Разные по духу литераторы приветили книгу Городецкого и оценили ее за разное. Формула Блока (все в этой книге «живет и трепещет своей жизнью») оказалась, пожалуй, наиболее емкой и точной.

А. Т. Гречанинов, С. Н. Василенко и другие выдающиеся композиторы сочиняли музыку на стихи Городецкого. Словом, «Ярь» принесла ее творцу несомненный успех. Молодой поэт получил приглашение сотрудничать в модных тогда символистских журналах «Весы» и «Золотое руно», а несколько позднее стал печатать свои стихи в альманахах издательства «Шиповник».

В том же 1907 году, вскоре после «Яри», вышла в свет вторая книга Городецкого — «Перун», во многих отношениях близкая к первой. Особенно интересны здесь стихи, развивающие мотивы одного из разделов первой книги поэта — «Темь». Перед нами проходит длинная вереница лирических образов, в своей совокупности воплощающих «темные» стороны старой России. Это стихи о каторге фабричного труда, о беспросветно-тягостной жизни прачки, о горе слепой матери, сын которой томится «в далеком каземате», стихи о ничтожестве мещанства и о «зрелищах трущобных катастроф».

В некоторых стихах поэта таилось ощущение возможности иной, более совершенной действительности и содержались несомненные отзвуки революции 1905 года. Таково стихотворение «На массовку», проникнутое страстным осуждением «мира негодного», которому противопоставляется поэзия труда. В этом мире труд осквернен, оплеван:

В городе дымном
Станками, машинами, кассами
Дух искалечен.
В труде заунывном
Голод всегда обеспечен.

Но никто не может погасить мечту людей о «весне», о «воле», о «новой доле». Вот почему «морем шумливым» текут по оврагам люди на массовку, где они:

Снова и снова
Пьют заповедную брагу
Воздуха, воли, лучей.
Слова, кипящего слова,
Смелых речей!

А. В. Луначарский сказал об этом стихотворении, что оно явилось «первым подарком поэта рабочему движению»[17].

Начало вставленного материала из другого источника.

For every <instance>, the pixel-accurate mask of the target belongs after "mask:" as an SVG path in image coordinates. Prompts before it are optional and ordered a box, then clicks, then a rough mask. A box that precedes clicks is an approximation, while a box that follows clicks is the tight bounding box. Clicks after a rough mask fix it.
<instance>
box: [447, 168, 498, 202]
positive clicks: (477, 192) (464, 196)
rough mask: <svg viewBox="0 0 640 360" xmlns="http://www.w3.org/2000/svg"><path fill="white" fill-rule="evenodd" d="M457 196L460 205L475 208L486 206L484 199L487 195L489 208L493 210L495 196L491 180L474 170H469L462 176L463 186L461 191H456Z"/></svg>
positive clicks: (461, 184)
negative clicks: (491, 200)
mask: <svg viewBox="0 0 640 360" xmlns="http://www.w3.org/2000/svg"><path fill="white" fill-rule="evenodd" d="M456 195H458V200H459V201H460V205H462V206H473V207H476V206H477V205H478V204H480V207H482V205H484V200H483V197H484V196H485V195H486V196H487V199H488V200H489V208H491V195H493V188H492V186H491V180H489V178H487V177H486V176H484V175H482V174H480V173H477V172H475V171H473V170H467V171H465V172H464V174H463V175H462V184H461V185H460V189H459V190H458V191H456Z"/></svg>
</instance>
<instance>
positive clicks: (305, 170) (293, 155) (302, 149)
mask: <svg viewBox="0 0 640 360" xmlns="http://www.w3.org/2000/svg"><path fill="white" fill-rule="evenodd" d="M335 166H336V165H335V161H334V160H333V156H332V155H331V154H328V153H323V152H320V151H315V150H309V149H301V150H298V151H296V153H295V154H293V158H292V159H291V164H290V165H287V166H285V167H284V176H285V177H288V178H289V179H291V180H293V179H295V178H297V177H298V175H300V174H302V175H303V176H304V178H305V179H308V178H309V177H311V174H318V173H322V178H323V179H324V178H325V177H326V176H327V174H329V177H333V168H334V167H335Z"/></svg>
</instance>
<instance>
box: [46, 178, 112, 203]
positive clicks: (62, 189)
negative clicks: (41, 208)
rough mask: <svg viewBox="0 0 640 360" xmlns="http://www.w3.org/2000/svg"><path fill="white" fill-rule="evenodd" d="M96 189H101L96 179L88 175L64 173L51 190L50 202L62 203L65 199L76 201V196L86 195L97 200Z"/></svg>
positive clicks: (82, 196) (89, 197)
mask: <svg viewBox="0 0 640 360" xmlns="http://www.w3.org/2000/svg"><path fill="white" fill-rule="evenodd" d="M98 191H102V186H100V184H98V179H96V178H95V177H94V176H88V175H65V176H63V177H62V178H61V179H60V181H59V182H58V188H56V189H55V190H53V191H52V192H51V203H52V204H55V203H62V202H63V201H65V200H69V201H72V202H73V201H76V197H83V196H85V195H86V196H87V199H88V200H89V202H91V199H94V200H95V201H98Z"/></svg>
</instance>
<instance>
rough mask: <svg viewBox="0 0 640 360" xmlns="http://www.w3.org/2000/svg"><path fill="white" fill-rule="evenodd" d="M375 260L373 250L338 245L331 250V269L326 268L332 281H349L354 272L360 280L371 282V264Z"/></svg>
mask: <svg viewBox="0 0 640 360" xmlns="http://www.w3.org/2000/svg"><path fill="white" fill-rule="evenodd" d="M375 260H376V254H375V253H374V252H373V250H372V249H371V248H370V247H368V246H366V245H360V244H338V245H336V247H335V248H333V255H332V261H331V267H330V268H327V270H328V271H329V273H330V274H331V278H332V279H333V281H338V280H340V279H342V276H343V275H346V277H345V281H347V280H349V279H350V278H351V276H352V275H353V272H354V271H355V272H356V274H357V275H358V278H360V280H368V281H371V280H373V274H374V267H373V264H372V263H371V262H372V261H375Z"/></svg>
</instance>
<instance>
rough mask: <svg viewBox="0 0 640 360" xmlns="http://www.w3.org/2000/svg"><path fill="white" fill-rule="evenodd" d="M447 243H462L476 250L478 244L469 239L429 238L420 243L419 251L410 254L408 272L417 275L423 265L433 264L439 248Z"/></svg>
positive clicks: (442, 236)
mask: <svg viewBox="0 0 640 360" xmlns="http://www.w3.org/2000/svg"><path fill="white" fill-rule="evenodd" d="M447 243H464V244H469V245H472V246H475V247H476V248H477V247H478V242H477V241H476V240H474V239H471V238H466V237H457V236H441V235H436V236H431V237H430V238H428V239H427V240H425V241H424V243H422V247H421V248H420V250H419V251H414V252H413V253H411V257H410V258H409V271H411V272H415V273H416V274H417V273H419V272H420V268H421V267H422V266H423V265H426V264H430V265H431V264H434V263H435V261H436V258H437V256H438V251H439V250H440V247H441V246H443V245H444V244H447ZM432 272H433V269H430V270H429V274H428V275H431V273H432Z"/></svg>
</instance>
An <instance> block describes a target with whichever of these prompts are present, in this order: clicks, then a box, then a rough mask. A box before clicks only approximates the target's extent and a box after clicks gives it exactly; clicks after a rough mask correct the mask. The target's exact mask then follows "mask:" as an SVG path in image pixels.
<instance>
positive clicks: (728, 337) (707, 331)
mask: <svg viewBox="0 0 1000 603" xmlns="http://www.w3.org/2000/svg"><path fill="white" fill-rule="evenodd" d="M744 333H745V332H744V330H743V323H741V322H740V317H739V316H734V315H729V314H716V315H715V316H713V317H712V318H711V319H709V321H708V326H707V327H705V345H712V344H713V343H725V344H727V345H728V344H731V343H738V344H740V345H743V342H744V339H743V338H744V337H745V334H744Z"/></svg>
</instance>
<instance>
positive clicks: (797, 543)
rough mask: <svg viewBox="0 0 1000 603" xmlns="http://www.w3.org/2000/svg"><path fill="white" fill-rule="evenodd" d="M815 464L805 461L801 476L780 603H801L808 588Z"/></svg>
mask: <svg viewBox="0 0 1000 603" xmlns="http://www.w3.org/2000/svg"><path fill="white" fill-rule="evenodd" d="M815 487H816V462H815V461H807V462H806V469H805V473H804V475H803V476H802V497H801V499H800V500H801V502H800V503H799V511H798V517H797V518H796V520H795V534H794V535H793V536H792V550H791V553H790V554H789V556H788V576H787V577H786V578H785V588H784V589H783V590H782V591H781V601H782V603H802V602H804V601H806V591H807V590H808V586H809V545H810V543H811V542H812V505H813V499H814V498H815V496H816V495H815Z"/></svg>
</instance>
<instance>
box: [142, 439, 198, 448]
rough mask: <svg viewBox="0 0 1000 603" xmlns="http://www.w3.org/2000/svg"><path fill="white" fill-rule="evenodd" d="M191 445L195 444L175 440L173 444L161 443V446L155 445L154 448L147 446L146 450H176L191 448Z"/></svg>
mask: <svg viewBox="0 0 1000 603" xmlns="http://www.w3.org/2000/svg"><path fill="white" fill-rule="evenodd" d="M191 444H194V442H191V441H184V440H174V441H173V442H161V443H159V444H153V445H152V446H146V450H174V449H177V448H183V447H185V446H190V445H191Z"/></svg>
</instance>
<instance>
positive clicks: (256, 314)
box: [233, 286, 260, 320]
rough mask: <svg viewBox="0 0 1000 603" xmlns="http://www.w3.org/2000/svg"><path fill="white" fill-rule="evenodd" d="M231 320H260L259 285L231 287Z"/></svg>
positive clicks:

В первых книгах Городецкого достаточно отчетливо выявились две стилевые тенденции. Одна из них была выражением чисто экспериментальной задачи, которую ставил перед собой поэт в области формы стиха — его структуры, словесной инструментовки и пр. Городецкий легко и весело умел играть словом:

И только ал закатный вал,
И только мил вечерний пыл.

Легкокрылая строка вылетает из груди поэта словно без каких бы то ни было усилий.

Прочитайте начало стихотворения, которым открывается книга «Ярь»:

Я под солнцем беспечальным
Верю светам изначальным,
Изливаемым во тьму…

А вот первые строки другого стихотворения из той же книги:

Не воздух, а золото,
Жидкое золото
Пролито в мир.
Скован без молота —
Жидкого золота
Не движется мир…
(«Зной»)[18]

И еще одно начало — из самого, вероятно, нашумевшего стихотворения этого поэта:

Звоны-стоны, перезвоны,
Звоны-вздохи, звоны-сны.
Высоки крутые склоны,
Крутосклоны зелены…
(«Весна Монастырская»)

Изощренная и, надо сказать, виртуозная звукопись не служит, однако, ни в одном, ни в другом, ни в третьем случае средством выражения значительной поэтической мысли и приобретает в сущности характер едва ли не самоценной игры. Певучая сила стиха Городецкого, кажется, работает здесь на холостом ходу. Вместе с тем нельзя не заметить, что богатая звукопись стиха иногда помогает своеобразному выявлению очень тонких, полуосознанных душевных движений или настроений.

В творчестве молодого поэта все отчетливее пробивалась и другая тенденция, в которой ощущались элементы реалистического восприятия действительности. Чтобы это почувствовать, достаточно перечитать такие стихи 1907 года, как «Поясок», «Череда», «Гость», отличающиеся сосредоточенной мыслью, свободной песенной интонацией и раскованностью поэтических ритмов. И пусть «ярильские песни» осложнены тяготением поэта к абстрактно-мифологическому образу, а порой и поэтизацией дикой языческой стихии, в них, в этих песнях, бурлила задорная молодость со свойственным ей ощущением избытка сил, царило пытливое стремление проникнуть в тайники жизни. И это мажорное начало в стихах Городецкого, отчасти вдохновленное в нем поэзией русского фольклора, скульптурой Коненкова, живописью Рериха, графикой Билибина, музыкой Римского-Корсакова и Лядова, привлекло к себе внимание всей читающей России.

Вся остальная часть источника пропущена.